Has your doctor told you that you have a facet joint compressing a nerve? This diagnosis is most often part of a larger foraminal stenosis problem that might involve various contributors besides spinal osteoarthritis. Although not an actual expression of facet syndrome, osteophytes that form on the zygapophyseal joints can reduce the patency of the posterior border of the foraminal opening. When combined with general arthritic accumulations and the possible presence of disc abnormalities, such as intervertebral herniation, facet bone spurring can create the ideal circumstances for a pinched nerve to occur.

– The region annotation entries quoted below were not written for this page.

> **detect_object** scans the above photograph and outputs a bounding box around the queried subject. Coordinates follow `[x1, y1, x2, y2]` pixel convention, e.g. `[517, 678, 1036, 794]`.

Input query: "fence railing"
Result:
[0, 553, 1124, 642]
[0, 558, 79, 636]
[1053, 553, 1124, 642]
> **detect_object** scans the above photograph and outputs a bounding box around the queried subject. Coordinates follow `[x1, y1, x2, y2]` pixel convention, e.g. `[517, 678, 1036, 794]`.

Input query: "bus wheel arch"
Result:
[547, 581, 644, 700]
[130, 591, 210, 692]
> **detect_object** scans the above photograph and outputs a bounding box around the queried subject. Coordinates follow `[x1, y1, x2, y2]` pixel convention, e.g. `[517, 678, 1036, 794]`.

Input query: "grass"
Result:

This essay explores the compressive neuropathy diagnosis. We will examine how facet degeneration can contribute to the development of pinched nerve roots in the spine, as well as detailing the other causative factors. We will also examine the expected symptomology of a compressive neuropathy in short and long-term outlooks.
Facet Joint Osteophyte Compressing a Nerve
Facet joints can encroach on the foraminal spaces when osteophytes form in the region or when the entire apophyseal joint becomes hypertrophic and extends into the neuroforamen. The foraminal space is simply a opening in between the vertebral bones that allows a nerve root to exit the spine and go on to become a network of nerve tissue that will innervate a specific region of the body. This opening is more than large enough to allow the nerve to egress, but when the passageway becomes stenotic, the nerve may become compressed and unable to function normally.
Osteophytes are bony outcroppings of skeletal tissue and they can act as a compressive force when they grow in size and impinge on the nerve. It must be made very clear that the foraminal opening would have to be virtually completely closed off in order for a pinched nerve to occur. This is a state that is virtually impossible to achieve due to facet bone spurs alone. However, in conjunction with other stenosis-inducing factors, the facet degeneration might play a vital role in symptomatic development.
Nerve Compression Contributors
Additional contributing factors to possible nerve root impingement are many and varied in the local spinal anatomy. Some of the most common of these causative processes include any or all of the following:
General age-related changes will cause accumulations of arthritic debris in the central spinal canal and in the foraminal spaces. These forms of permanent stenosis are major players in enacting pinched nerve conditions, but once again, seldom act alone to generate symptoms.
Ligamentous problems, such as ossification and hypertrophy, can help to close off the foraminal openings. However, only ossification qualifies as a true form of permanent stenosis.
Disc degeneration brings the vertebrae closer to one another and therefore automatically reduces the effective size of the neural foramen.
Bulging and herniated discs can encroach on the foraminal openings, but unless these disc abnormalities calcify, these are also not considered permanent varieties of stenosis. The most common types of disc irregularities to impinge on the neural foramen are posterolateral, far lateral, and of course, foraminal profiles.
Symptoms of Facet Joint Compressing a Nerve
Pinched nerve symptomology is one of the major misconceptions of a compressive neuropathy condition. Most patients claim to have pinched nerves, since this is what they have been mistakenly told, but have been suffering from severe local back or neck pain for years. This is mostly illogical from a scientific perspective. Actual expected symptomology for a true compressed spinal nerve root is as follows:
Preliminary symptoms of compression might include some local pain and pain in the innervated bodily region. Pain might not exist at all with some compressed nerves.
Tingling will likely develop, possibly locally, but almost definitely in the innervated bodily region, followed by progressively more objective forms of numbness.
Weakness will set in to the innervated region within days to weeks of initial compression. By this time, any pain that existed will likely fade or disappear.
Once the anatomical area is deprived of nerve signal for an extended timeframe, functional deficits will likely develop, such as foot drop.
The entire progression of these symptoms can occur rapidly in some cases or over several weeks in other cases. This is logical, given the variable nature of the nerve compression force applied. There are theories of partial compression causing the types of chronic pain often blamed on it, but these theories remain controversial and disputed by a diversity of clinical experiences.